March 5, 2018: Revision can be fun.
Can you believe we are already in the third month of the New Year? Time
flies when you’re having fun…it flies whether fun is involved or not, actually.
Long evenings of revision can sometimes be fun or it can be stressful. I’m
forever looking for ways to relieve stress; otherwise, I go to bed with it and
rise with it after very little sleep. When a particular word, phrase, or
sentence eludes me during revision, I twist it and turn it a thousand different
ways before I’m satisfied. Chamomile Tea is a favorite at 8pm, stretching after
hours of revision helps, but until I get that darn wording correct, nothing
will free my mind completely.
Take for instance that sentence on which I
learned to type, (boy, did I just date myself, or what?). The quick brown fox
jumps over the lazy dog. We could also say: Muddy in color, the fleeting,
flying fox darted right and left before sailing over the snoring canine. The
first sentence utilizes as many keys on a typewriter as possible. The second
sentence tickles the tongue and paints rosy pictures. Both sentences say the
same, but it’s not so much what you say in writing as how you say it. Granted, without a strong plot, the story
won’t hold interest; but even with a strong plot, if your reader isn’t drawn
in, the story falls by the wayside.
Be honest, in the first sentence, what kind of picture did you see in
your mind as you read it? I saw a brown fox jump over a sleeping dog.
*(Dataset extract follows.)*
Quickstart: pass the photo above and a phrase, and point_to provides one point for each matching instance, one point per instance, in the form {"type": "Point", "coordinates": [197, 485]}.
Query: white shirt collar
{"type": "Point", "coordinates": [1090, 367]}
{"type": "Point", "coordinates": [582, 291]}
In the
second sentence, I saw a brownish colored fox, darting hither and yon−possibly
shielding himself from view behind a boulder or tree, before stretching out to
his maximum length to sail over an unsuspecting dog, snoring away. Think
Roadrunner and the poor fox that constantly fell victim to his own antics. No
matter how that fox sneaked around, over and through, he never succeeded; but
the viewer didn’t mind. The entertainment was part of the journey.
Writing is a
journey. Revision is your road map, or GPS to the millennials.
1 comment:
I, too, puzzle over word choice and placement, trying to get the rhythm and pacing in tune with the story. Never easy but when we get it right, it sings.